Kibiców elektryzuje kwestia przynależności klubowej młodego zawodnika w kolejnym sezonie. Krystian Rempała ostatnio stwierdził, iż jeśli dostanie propozycję z Tarnowa, to ją rozważy. Ojciec zawodnika ze spokojem odnosi się do sprawy. - Krystian powiedział, że zastanowi się nad każdą propozycją i wybierze najlepszą. Jeszcze jest czas na takie gdybanie. Zdaję sobie sprawę, że kibice zarówno w Tarnowie jak i Rzeszowie chcieliby Krystiana oglądać w swojej drużynie. Mieszkamy 5 kilometrów od stadionu w Tarnowie, a jednak jeździmy w Rzeszowie. Sprawa jest otwarta. Krystian nie powiedział, że chce iść do Tarnowa. Powiedział tylko, że tego nie wyklucza - przyznaje "Jaca".

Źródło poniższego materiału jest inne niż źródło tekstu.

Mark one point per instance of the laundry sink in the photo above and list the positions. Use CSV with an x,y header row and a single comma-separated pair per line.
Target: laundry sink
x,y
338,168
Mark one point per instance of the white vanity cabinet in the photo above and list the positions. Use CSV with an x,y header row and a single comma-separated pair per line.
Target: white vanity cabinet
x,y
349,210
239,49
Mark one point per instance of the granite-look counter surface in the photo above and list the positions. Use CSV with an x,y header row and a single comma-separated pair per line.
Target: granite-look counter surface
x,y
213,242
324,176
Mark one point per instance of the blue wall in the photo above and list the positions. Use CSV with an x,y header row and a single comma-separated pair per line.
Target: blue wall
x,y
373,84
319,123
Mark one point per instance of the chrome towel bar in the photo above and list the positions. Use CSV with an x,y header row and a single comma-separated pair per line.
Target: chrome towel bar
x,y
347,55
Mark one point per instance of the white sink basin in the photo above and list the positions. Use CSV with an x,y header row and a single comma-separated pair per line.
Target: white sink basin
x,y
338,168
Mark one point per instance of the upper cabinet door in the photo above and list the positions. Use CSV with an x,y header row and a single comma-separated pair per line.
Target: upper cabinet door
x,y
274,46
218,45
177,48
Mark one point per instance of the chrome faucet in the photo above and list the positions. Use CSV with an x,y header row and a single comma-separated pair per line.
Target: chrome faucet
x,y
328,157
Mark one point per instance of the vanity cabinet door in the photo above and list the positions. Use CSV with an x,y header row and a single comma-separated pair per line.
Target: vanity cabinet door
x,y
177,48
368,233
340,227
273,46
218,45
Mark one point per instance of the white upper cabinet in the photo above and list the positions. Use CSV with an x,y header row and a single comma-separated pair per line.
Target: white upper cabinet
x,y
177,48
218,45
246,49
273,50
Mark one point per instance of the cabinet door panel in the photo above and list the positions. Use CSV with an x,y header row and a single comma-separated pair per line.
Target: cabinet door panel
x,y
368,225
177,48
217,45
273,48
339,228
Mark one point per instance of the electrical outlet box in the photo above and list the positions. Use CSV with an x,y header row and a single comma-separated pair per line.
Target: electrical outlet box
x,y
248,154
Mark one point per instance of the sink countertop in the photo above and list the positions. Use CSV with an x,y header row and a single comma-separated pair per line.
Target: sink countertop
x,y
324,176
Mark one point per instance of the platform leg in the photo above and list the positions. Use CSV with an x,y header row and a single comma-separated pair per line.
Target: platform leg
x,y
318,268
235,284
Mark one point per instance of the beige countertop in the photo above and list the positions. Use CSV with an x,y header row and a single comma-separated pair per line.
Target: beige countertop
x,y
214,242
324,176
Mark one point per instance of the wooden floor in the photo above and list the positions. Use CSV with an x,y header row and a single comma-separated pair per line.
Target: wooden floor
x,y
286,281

Kontrakt Krystiana Rempały i PGE Stali Rzeszów kończy się po sezonie. Póki co, rzeszowski klub nie rozmawiał z zawodnikiem na temat dalszej współpracy. - Stal Rzeszów bez problemu może rozmawiać z Krystianem o przyszłym sezonie. Na pewno będą takie rozmowy. Nie podejmiemy jednak pochopnych decyzji. Najważniejsze, aby klub był wypłacalny. Niestety, nie mamy żadnego sponsora. Gdybyśmy byli w Tarnowie, to może udałoby się nam jakiegoś znaleźć. Na teraz nie mamy żadnego i jest nam trudno, jeśli chodzi o sprzęt. Cały czas inwestujemy w chłopaka i zobaczymy, jak to się ułoży - kończy Jacek Rempała.